With the Mangekyo, I'm unbeatable. Even Sakura can't—

This confidence was grounded. He had full intelligence on her capabilities. She had nothing on his new ones.

And he needed a training partner for exactly this — a real test, in controlled conditions, someone tough enough to survive him finding out what his Mangekyo could actually do. With Amatsukami standing by as a safety net, Kotoamatsukami couldn't go too far — he could pull her back from the brink if it got too bad.

She was perfect for this.

He dodged the first strike and activated his Mangekyo in the same motion. Seven-pointed kaleidoscope, blazing open in both eyes.

Kotoamatsukami.

The invisible force landed on Sakura instantly.

...Hm?

Sakura noticed it the moment it touched her.

That's a lot of yin chakra.

Inner Sakura's senses flared. The foreign yin energy registered immediately — clearly not hers, wrapping around her like something trying to find purchase.
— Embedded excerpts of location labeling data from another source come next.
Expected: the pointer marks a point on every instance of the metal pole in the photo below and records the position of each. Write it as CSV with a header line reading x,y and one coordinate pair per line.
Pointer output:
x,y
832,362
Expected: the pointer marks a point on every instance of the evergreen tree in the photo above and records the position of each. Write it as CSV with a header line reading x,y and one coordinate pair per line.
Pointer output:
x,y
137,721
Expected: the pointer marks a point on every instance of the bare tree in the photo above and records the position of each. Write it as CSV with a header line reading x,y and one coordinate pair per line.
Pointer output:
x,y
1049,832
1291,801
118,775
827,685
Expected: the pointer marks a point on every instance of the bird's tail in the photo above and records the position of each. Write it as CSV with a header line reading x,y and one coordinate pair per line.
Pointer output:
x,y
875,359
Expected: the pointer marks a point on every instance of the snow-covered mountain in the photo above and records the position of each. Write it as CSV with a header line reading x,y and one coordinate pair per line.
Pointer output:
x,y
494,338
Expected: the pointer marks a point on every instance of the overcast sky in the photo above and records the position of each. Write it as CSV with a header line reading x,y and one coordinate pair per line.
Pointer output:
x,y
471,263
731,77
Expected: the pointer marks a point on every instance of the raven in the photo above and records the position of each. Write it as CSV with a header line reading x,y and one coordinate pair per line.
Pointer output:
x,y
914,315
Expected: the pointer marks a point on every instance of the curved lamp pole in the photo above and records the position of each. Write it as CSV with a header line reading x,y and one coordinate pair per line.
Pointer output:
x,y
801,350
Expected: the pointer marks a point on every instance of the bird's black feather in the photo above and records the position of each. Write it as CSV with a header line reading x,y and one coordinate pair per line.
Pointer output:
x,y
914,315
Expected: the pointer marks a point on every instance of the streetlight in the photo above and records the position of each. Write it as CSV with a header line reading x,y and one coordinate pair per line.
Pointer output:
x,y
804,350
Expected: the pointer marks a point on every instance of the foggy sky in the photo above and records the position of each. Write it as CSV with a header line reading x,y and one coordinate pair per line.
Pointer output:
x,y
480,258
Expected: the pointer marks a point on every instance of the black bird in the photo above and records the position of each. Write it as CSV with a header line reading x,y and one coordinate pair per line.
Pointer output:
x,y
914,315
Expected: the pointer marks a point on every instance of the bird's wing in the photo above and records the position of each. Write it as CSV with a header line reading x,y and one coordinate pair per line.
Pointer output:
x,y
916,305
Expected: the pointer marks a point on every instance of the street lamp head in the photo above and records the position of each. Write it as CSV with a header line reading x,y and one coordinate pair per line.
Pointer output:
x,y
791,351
Sasuke made no attempt to hide the Mangekyo. He let her see it. He let her see everything.

"Sorry, Sakura."

His hands were in his pockets. Completely calm.

"But the me that exists right now is already beyond your—"

A fist hit him in the face.

The impact launched him backward. He'd felt that acceleration before, but knowing it was coming and experiencing it were two different things, and for a moment the world was just force and the sound of wind.

"What exactly are you performing for me?"